Last week, I considered the requirements of corporate boards in selecting the board chair and in succession planning. This week, I address tough decisions corporate boards make.
When students in my leadership class asked leaders what their toughest decisions were, they usually cited decisions involving people. In fact, except for individuals dismissed for ethical, policy, or legal reasons, if demoting or firing people comes easily, then you aren’t an exemplary leader. Yet, governing board members must make such decisions.
When placed in the situation where a demotion or dismissal of a person is required, do you recall a scene from the movie, The Wizard of Oz? I do!
Toward the end of the movie, accompanied by Scarecrow, Cowardly Lion, Tin Man and her dog, Toto, Dorothy returns victoriously to the Emerald City with the broom of the Wicked Witch of the West, anticipating the Wizard will grant them their wishes. Cowardly Lion wanted courage, Scarecrow wanted a brain, Tinman wanted a heart, and Dorothy wanted to return safely to Kansas with Toto.

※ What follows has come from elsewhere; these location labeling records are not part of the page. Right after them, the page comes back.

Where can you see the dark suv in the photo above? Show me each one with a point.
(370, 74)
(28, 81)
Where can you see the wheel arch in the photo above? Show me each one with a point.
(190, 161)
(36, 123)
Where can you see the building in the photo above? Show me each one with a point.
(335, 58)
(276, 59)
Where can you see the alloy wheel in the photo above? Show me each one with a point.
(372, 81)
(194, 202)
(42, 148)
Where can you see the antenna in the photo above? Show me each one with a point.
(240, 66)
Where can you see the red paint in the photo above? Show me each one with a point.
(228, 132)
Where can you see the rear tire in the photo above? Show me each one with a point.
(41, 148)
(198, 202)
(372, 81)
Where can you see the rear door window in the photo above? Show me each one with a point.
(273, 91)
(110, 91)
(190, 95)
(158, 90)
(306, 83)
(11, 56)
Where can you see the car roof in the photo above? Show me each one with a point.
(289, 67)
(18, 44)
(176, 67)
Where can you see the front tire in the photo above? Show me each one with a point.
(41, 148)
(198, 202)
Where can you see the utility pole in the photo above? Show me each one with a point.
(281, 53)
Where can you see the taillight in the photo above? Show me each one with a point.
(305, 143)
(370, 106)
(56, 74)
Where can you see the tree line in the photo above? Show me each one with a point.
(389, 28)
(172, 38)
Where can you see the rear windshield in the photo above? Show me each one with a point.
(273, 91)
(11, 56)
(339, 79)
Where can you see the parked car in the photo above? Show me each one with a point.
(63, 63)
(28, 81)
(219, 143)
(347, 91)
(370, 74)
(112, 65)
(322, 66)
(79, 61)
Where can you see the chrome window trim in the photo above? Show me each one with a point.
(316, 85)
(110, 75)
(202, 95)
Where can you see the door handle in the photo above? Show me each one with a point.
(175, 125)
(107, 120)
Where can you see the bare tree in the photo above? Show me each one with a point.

When the entourage arrived for its audience with the Wizard, Toto pulled back a curtain, exposing the Wizard as an ordinary man. Seeing this, they realized their hopes and dreams would not be fulfilled. Immediately, Scarecrow said to the Wizard, “You humbug!” Chagrined, the Wizard responded, “Yes, yes, exactly so, I’m a humbug.” Then, Dorothy exclaimed, “Oh! Oh! You’re a very bad man.” To which the Wizard responded, “Oh, no, my dear. I, I’m a very good man. I’m just a very bad wizard.”
It’s very difficult to convey the message someone is being removed from duty without it being taken as a personal criticism, rather than a result of the person’s job performance or an elimination of the job. Separating self from job is very difficult for many people. Too many identify with the titles on their business cards. Being a very good person doesn’t guarantee an individual is a perfect match for the position the person holds. As a result, it’s essential for the leader to convey empathy in the process of removing a person from a particular job. Efforts should be made to find another position for the person; if no such position is available and a separation is required, then assistance in finding another position should be provided. However, from my experience, there’s no way to avoid hard feelings when you demote someone or terminate someone’s employment. For governing boards, if such an action occurs, it’s likely to occur with the CEO being replaced.
Rarely should a removal decision come as a surprise to the person being removed from a position. However, even after multiple counseling and feedback sessions, some will miss the messages delivered to them over extended periods of time and will be stunned; they aren’t like the Wizard of Oz, who knew he was ineffective.
RUSSELL: Early in my tenure on my first board of directors, in a meeting of independent director, I learned that a majority of the board members wanted to remove the chairman, Eugene C. Gwaltney. When I asked how the message of the removal of the chairman would be handled, I was told Gwaltney would be invited into a meeting of independent directors and informed of the action being taken. I said, if I were in his position, I’d want someone to meet with me privately and deliver the message. When no one offered to do so, I volunteered to deliver the message.
On Super Bowl Sunday, January 31, 1993, I traveled to Alexander City, Alabama, where Russell Corporation was headquartered, called Gwaltney, and said I needed to meet with him. In our meeting I told him the board’s decision and said I asked if I could deliver the message privately, not in a meeting of independent directors, because of the respect and affection I had for him. He gave me a big hug and thanked me for doing so. It was a very difficult and emotional time, but I wanted Gwaltney to know I thought he was “a very good man” and I loved him.
We replaced Gwaltney with John C. Adams, who was currently the president and CEO. After a few years, we replaced Adams with Jack Ward, formerly with Sara Lee Corporation. Ward led the effort to move the corporate headquarters from Alexander City to Atlanta. However, he was unable to maintain profitability for the company in the face of rapid movement of manufacturing offshore and/or outsourcing manufacturing.
In the end, the Russell board opted to sell the company to Berkshire Hathaway. Warren Buffett had a strong track record and a reputation for seldom selling businesses he acquired. With the exception of most members of the executive team, a majority of staff members and operating personnel continued to be employed. The Russell operations were placed under the leadership of Fruit of the Loom, a related company acquired by Berkshire Hathaway.